Two recently released studies have shown that we are as transparent to others while online as we are in person -- perhaps more.
The first, done by H. Andrew Schwartz et al. of the University of Pennsylvania, is called "Personality, Gender, and Age in the Language of Social Media: The Open-Vocabulary Approach." In it, the researchers used computer software to analyze 700,000 words from the Facebook status updates of 75,000 volunteers, who also agreed to take a battery of personality tests. The software then calculated word frequencies for all of the words in the statuses, and then matched up word frequencies with personality markers. Here's a piece of what they concluded:
Our analyses shed new light on psychosocial processes yielding results that are face valid (e.g., subjects living in high elevations talk about the mountains), tie in with other research (e.g., neurotic people disproportionately use the phrase ‘sick of’ and the word ‘depressed’), suggest new hypotheses (e.g., an active life implies emotional stability), and give detailed insights (males use the possessive ‘my’ when mentioning their ‘wife’ or ‘girlfriend’ more often than females use ‘my’ with ‘husband’ or 'boyfriend’).Which thus far is interesting but not particularly alarming. What I found more curious, and perhaps troubling, came up when I saw how many times word frequency could be related to other factors -- age, gender, degree of extroversion, and so on. The age breakdown, I thought, was particularly interesting. The 13 to 18 crowd unsurprisingly had "school," "homework," and "tomorrow" as their most common words; the clear winner from 19 to 22 were the various tenses and forms of the word "fuck;" by 23 to 28, there was a shift to "work," "office," "wedding," and "beer." (The absence of swear words in this age bracket is likely to reflect an awareness of how public Facebook is, and not wanting to get fired for posting something inadvisable online.)
Males of all ages have a great many macho words in their statuses, involving video games, movies, and sports. Unsurprisingly, "fuck" makes a reappearance in the male statuses. Women's statuses were almost stereotypically girly -- "shopping," "boyfriend," "love," "yummy," and "my hair" being some of the most common words.
While none of these were particularly surprising, I think this raises two questions -- one of them more serious than the other. The less serious one is whether our online presence is more revealing who we'd like to be seen as than who we actually are -- after all, we create these statuses, so the macho masculine statuses and girly feminine ones are just projections, ghosts of real people that we've built and then put on public display.
A more serious concern is how this sort of thing could be turned against us. Now, please don't think that I've suddenly turned conspiracy theorist; I'm not particularly worried that the government is going to start data mining my Facebook looking for some reason to lock me away. But think of the usefulness of this to marketing firms, who are always looking for ways to hook into demographic information so that they can focus their ads better.
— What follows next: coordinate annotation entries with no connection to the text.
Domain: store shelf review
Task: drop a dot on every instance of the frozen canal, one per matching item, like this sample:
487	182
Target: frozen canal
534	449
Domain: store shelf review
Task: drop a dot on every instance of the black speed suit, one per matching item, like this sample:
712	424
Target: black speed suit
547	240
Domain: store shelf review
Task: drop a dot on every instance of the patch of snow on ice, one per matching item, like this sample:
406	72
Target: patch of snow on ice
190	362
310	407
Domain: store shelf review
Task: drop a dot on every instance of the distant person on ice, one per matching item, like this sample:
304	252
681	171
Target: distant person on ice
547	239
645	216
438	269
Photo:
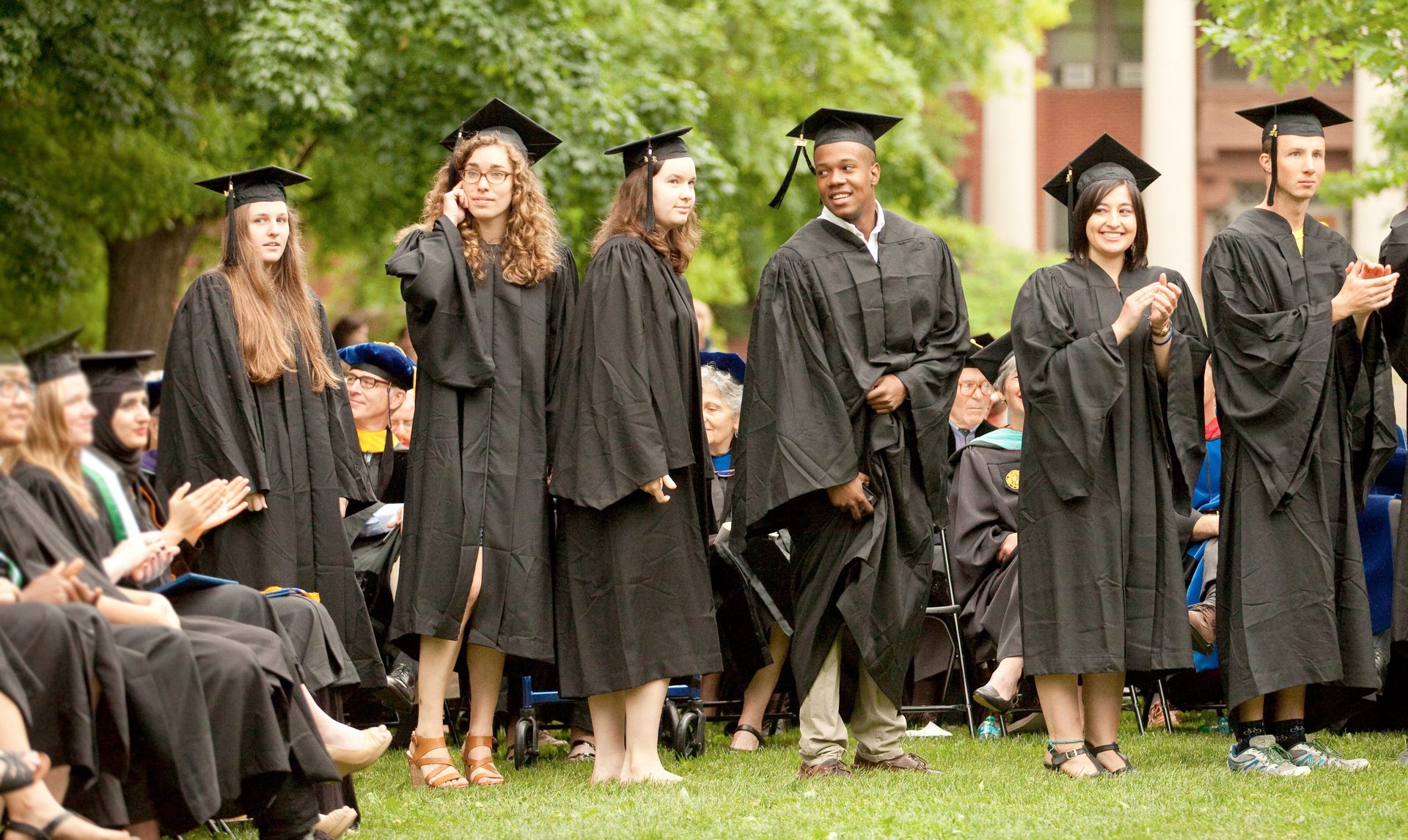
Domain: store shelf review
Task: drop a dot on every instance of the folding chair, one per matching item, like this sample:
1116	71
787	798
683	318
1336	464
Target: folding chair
948	618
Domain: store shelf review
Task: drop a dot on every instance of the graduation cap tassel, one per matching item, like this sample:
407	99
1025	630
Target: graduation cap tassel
782	191
231	245
650	191
1071	211
1270	193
If we reveal who we are even by the word choice in our status updates, that certainly is going to be something that advertisers are going to use.
The second study used Twitter, and the author, Burr Settles, came up with an algorithm (again based on word use) to sort out "geek" tweets from "nerd" tweets. As settles sees it:
In my mind, “geek” and “nerd” are related, but capture different dimensions of an intense dedication to a subject:Similar to the study by Schwartz et al., Settles tried to group words together that seemed to indicate something about the demographic that produced them -- resulting in a graph (you can take a look at it on the link posted above) that sorts our tweets out by character.
- geek - An enthusiast of a particular topic or field. Geeks are “collection” oriented, gathering facts and mementos related to their subject of interest. They are obsessed with the newest, coolest, trendiest things that their subject has to offer.
- nerd - A studious intellectual, although again of a particular topic or field. Nerds are “achievement” oriented, and focus their efforts on acquiring knowledge and skill over trivia and memorabilia.
I see this one as a bit more lighthearted than the first study, but still, it says something very interesting; that we reveal ourselves online every time we post anything, whether we want to or not.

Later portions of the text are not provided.